The gathering was held 175 years after the original Seneca Falls Women’s Rights Convention convened in 1848 by Elizabeth Cady Stanton, Lucretia Mott and several others.
“I feel like we are on sacred ground,” said former U.S. Rep. Carolyn Maloney.
The convention opened Friday night with an “interfaith ERA revival.” Saturday morning had an intergenerational panel on the ERA; Saturday evening had an ERA march and rally. The conference had breakout sessions on organizing for equality, intergenerational and cross movement coalition building, state and local ERA organizing and faith organizing.

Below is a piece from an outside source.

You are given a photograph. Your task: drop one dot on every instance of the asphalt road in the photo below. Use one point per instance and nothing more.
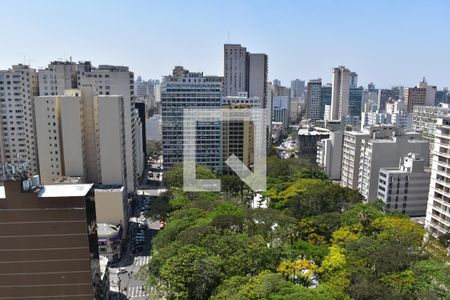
(126, 285)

Sessions also addressed how the ERA will strengthen abortion rights, LGBTQ+ rights, gender justice and voting rights.
Young women have been campaigning for the ERA for over 100 years. Alice Paul was just 21 years old in 1906 when she first conceptualized an equality amendment, which she later drafted as the ERA and presented it to women’s rights advocates in Seneca Falls in 1923.
In the 1970s, young women dropped out of college to campaign for state ratifications of the ERA and for congressional extension of the ratification timeline in 1979.
After Nevada’s Spearman revived the ERA fight in 2017, leading her state to finally ratify the ERA, young women have once again joined the ERA movement for the final push to ratify the ERA.
“This will be the last generation to fight for Constitutional equality, because you are making it happen,” said Bush to thundering applause.
The Final Push
- Rep. Ayanna Pressley (D-Mass.) and Sen. Ben Cardin (D-Md.) have introduced House Joint Resolution 25 and Senate Joint Resolution 4 to remove the timeline and recognize the ratification of the ERA. Constitutional law scholars carefully crafted this resolution’s language, modeled on the congressional resolution recognizing the 14th Amendment, in order to prevail in any future legal challenges to the ERA.
- The petition—Sign4ERA—will show the overwhelming support for the ERA. “Sign4ERA is a strategy for the end game… that we will be before the Supreme Court,” said Maloney. “The end game is how do we make it impossible for them to rule against us.”
Polls show that 85 percent of the population supports the ERA.
“We need to hit them from all directions. Be as big as we can be. Think big,” said Smeal, who emphasized that Article V of the Constitution does not give the executive or judicial branches of the government a role in amending the Constitution—only Congress and the states. “They don’t have the power—it doesn’t say the Supreme Court has the last word. The president is not in Article V.”
Pressley has filed a discharge petition to bring her resolution to the House floor over Republicans’ attempts to block a vote in committee on the bill. Smeal noted that advocates are “very close to the 218” needed to pass the resolution in the House.
In the Senate, advocates are urging Majority Leader Chuck Schumer (D-N.Y.) to use a privileged motion to get the ERA to the floor of the Senate for a vote, which would allow a simple majority to pass the resolution; currently 53 Senators support the resolution.
“We’ve had a lot of gains. We just need to finish the job,” said Smeal.
Bush and Sen. Kirsten Gillibrand (D-N.Y.) have also introduced HJ Res. 82 and SJ Res. 39 directing the archivist to publish the ERA. Both resolutions are supported across the movement.
“I’m feeling so energized and excited to be in community with ERA advocates, old and young, from across the country,” said Rosie Couture, executive director of Generation Ratify.
“The contemporary movement for the Equal Rights Amendment truly is inclusive, expansive and intersectional, and centers the people that stand to gain the most from the ERA.”